The management of natural resources should benefit the country’s citizens through revenue streams. The principles further emphasise the importance of transparency by government and companies in extractive industries and the need to enhance sound public financial management and accountability.
They recognise that achievement of greater transparency must be set in the context of respect for contracts and laws. Moreover, the principles encourage high standards of transparency and accountability in public life, government operations and in business.
Though the Global Standard is a voluntary undertaking, if adopted by Government and mining companies, it will enhance trust between mining companies and the Government.
This will go a long way in mitigating against the perception that mining companies deliberately withhold tax through devious means such as under-declaration of profits or through transfer pricing.
The predominant narrative in the public is that mining companies make huge profits at the expense of the population. If such a perception is allowed to persist, Government may be forced to take a short-term approach and target the mining sector with high taxes as it happened a few years ago in neighbouring Zambia and in Australia. Such an action shall lead to declines in both mineral exploration and in opening- up of new mines.
The Global Standard for the Good Governance of Oil, Gas and Mineral Resources shall ensure a good relationship between the Government and mining companies as well as between management of mines and the workers.

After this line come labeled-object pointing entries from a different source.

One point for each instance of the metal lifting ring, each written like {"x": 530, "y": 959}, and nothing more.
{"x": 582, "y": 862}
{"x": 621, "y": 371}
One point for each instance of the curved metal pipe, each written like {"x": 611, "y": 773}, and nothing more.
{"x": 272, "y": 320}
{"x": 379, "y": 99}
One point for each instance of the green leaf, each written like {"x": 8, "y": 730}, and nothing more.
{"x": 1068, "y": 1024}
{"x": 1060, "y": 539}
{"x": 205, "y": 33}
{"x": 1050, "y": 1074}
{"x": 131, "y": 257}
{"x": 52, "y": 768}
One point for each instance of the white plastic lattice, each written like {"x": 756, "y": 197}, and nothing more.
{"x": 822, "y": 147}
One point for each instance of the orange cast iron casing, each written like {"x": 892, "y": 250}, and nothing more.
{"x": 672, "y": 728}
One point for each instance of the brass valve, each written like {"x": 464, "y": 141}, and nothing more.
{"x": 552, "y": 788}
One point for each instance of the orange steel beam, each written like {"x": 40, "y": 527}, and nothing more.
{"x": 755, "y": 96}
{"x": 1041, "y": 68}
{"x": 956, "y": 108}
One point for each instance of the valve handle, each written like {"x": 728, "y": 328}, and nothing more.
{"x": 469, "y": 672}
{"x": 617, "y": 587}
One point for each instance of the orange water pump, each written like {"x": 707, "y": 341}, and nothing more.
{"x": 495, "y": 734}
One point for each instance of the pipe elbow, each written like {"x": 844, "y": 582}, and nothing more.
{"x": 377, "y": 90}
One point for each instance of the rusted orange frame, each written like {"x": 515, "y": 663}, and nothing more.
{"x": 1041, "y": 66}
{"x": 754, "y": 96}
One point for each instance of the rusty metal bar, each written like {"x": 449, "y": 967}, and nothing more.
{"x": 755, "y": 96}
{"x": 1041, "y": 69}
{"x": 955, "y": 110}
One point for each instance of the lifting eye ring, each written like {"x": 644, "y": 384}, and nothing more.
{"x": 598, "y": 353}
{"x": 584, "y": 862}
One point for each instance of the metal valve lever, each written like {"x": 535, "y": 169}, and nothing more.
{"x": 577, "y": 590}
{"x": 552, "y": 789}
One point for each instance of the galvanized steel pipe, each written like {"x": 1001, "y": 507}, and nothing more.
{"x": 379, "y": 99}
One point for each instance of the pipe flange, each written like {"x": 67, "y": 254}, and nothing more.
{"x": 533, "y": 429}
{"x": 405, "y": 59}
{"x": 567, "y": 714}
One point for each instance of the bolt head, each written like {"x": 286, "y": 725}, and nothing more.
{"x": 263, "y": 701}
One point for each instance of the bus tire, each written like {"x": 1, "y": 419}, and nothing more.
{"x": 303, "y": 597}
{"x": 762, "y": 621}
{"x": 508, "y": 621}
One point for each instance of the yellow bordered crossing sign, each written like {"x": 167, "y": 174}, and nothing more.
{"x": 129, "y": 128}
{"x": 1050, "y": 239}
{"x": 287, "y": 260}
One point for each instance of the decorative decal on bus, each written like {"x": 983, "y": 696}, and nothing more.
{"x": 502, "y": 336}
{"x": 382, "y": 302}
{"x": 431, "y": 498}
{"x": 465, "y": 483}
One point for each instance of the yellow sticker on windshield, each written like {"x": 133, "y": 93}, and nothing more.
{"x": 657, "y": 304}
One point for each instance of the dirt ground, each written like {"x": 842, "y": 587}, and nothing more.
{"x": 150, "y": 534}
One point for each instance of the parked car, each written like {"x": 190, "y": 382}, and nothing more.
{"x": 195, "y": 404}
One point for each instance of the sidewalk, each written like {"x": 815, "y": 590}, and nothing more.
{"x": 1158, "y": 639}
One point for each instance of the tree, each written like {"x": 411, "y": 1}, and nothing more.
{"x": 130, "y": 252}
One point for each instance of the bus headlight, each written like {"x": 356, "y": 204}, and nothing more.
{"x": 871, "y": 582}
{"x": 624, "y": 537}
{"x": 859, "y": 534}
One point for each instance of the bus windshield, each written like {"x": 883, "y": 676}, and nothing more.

The recent reports of Husab Mine Management attempts of undermining the workers’ rights should not be tolerated. The “win-lose scenario” in mining should be turned into a “win-win scenario” for the good of mining in Namibia.
For this to happen, Namibia should become a member of the Extractive Industries Transparency Initiative (EITI). About 52 countries are members EITI. In our SADC Region, Mozambique, Tanzania and Zambia are members of EITI.
When Namibia becomes a member, the country shall periodically be assessed as to how it is progressing in meeting the EITI Principles.
This will help to meaningfully determine whether mining companies are meeting their tax obligations. Both Government and mining companies will be required to disclose information along the extractive industry value chain from the point of extraction to how resources make their way through the Government and how they benefit the public.
This will strengthen public and corporate governance and promote the understanding of natural resource governance as well as create transparency and accountability in the extractive industry sector.
This will further strengthen trust and confidence in the industry, thus, ensuring a health relationship among the stakeholders. In this way mining comes a win-win undertaking.